Somehow I didn’t think that I was going to be writing a Thanksgiving message from my hospital bed but here I am. Surgery didn’t go at all the way I was expecting and so it’s been almost a week in hospital now. I want to go home! I’m feeling beaten up and in need of my own bed at this point in time. When that’s going to happen I really don’t know, the doctors are due to re-evaluate me today to see if I can manage the rest of recovery from home. I was only up a few times yesterday and I think they’d like to see me up a bit more often managing things a bit better on my own.
My surgery to replace the neuro stimulator took over 6 1/2 hrs in surgery when the process should have only taken about 1 1/2 hrs. They ran into a lot of problems trying to get the lead to go where it needed to go. They had a lot of surprises along the way and found a lot of adhesions that they had to cut through. Ultimately they had to remove two pieces of bone in the T1 & T2 area to try and get the lead in place but yet another surprise showed itself, a ring of scar tissue around the bone they partially removed. After all that however the success story was that they got two of the contacts in the lead into a place where they should never move giving perfect coverage to the limb needed.
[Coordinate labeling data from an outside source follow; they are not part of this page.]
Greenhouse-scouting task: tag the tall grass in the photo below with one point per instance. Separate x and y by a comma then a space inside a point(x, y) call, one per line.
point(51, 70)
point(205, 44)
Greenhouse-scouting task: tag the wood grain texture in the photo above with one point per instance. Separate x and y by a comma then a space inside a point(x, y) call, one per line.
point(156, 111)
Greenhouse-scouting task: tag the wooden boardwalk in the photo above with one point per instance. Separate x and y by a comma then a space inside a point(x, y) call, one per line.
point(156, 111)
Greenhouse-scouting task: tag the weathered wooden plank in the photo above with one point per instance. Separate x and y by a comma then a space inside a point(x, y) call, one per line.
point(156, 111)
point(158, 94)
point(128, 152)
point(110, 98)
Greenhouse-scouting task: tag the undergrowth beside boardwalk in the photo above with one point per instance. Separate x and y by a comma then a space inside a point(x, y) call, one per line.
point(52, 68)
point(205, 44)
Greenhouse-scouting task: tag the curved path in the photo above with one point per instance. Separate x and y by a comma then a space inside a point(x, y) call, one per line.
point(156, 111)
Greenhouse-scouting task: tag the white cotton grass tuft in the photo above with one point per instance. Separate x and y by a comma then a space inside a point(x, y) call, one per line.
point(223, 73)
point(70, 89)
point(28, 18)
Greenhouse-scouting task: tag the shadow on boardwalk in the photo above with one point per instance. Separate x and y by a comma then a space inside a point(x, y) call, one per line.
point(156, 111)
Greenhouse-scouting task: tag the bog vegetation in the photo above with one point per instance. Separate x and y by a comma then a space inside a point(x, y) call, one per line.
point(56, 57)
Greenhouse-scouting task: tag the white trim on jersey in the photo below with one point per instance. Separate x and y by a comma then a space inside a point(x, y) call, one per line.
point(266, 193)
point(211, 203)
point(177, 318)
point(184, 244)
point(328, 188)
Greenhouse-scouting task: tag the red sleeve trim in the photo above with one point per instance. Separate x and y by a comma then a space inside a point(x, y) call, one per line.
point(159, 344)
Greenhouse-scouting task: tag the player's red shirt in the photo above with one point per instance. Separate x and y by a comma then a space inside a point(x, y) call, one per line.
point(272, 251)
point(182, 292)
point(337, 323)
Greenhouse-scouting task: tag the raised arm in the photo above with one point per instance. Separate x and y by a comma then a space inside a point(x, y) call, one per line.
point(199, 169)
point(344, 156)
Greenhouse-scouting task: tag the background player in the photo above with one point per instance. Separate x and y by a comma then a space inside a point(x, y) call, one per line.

Now comes the long hard mountain that needs to be climbed. If your considering an implant of a neuro stimulator you need to understand that there’s going to be a lot of pain when it comes to the recovery side of things. When the surgeon goes in to place the lead in your back, all of those nerves start getting upset and then your CRPS has a grand old time doing its thing, making your body scream with pain. There’s no way around it! If you have CRPS and you’re having a procedure done, there’s going to be extra pain and a whole lot of it! You can get through it though! While I’ve been here at the hospital I’ve been doing a lot of praying to get through this stage.
While I’ve been here at the hospital it’s been a real lesson in frustration trying to get the nurses and people providing my health care to understand the nature of the beast I’m dealing with. Over and over I’ve had to explain my condition and that the standard pain scale can’t be applied to a person with my condition. I thought that by being moved to a neuro ward that my chances may be better at getting the treatment plan that I needed for my pain but it’s become so evident that more education needs to take place. There seems to be a real disconnect understanding that CRPS patients already take high levels of pain killers. As a result this always effects how you as a CRPS patient are treated when it comes to getting anything extra for your pain relief.
As the day has progressed it’s become more and more evident that today won’t be the day I’m going home. It’s just been one of those days where emotionally I’m all over the place because I want to be home with my family!